Holter recordings taken at the individual CAST study sites were scanned for VPCs at the core laboratory using an operator-interactive system (Marquette), and the timing of each VPC from the beginning of the tape was identified to within 8 ms and entered into an annotated computer file. The annotated files of the recordings were then used for estimation of fractal D using the correlation technique of Grassberger and Procaccia ([20]), as previously described ([21–23]). Three estimates for D used a custom-designed program (K.M.S.) to identify all possible VPC pairs within times of one another ranging from ≤1 to ≤10 min and the time-distance between them was sorted into 30-s increments ([21]). (This analysis was computationally efficient but induced potential lumping and roundoff error into the estimation of the time interval of VPC pairing: it looked at intervals between 1 and 10 min but ignored shorter [<1-min] intervals.)
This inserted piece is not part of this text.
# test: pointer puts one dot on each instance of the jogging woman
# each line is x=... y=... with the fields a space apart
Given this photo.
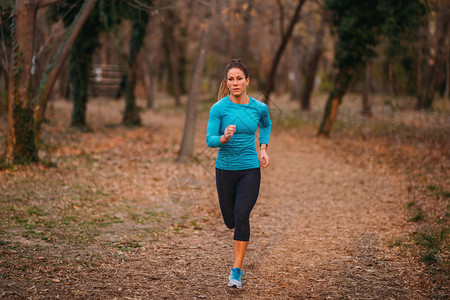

These three estimates are described:

#### 1.4.1 Initial D

Fractal D was based on the first 200 VPCs only on the tape. This method has been previously reported ([10]), is straightforward, uniformly applicable and least time-consuming, but D is based on the least information of the methods.

#### 1.4.2 Minimal D

The minimal D was selected from all Ds determined on 200 consecutive VPC analyses throughout the Holter tape. This “worst case” (most clustered) D determination throughout the 24 h was tested as a possibly better predictor for events.

#### 1.4.3 Median D

The median D was selected from all Ds determined by 200 consecutive VPC analyses throughout the Holter tape. This more representative (median) D was tested to see whether it would be a still more accurate predictor of arrhythmic risk.

For these measures, the logarithms of VPC pair counts (C) for each time distance were then correlated with the logarithms of the respective time distance (r) using linear regression. The slope (D) of the correlation line (log C = a + D log r) was taken as the correlation dimension, designated as fractal D. (If VPCs are distributed uniformly over time, D is greater [i.e., values are near 1], whereas densely clustered VPCs yield a smaller D, nearer to 0.)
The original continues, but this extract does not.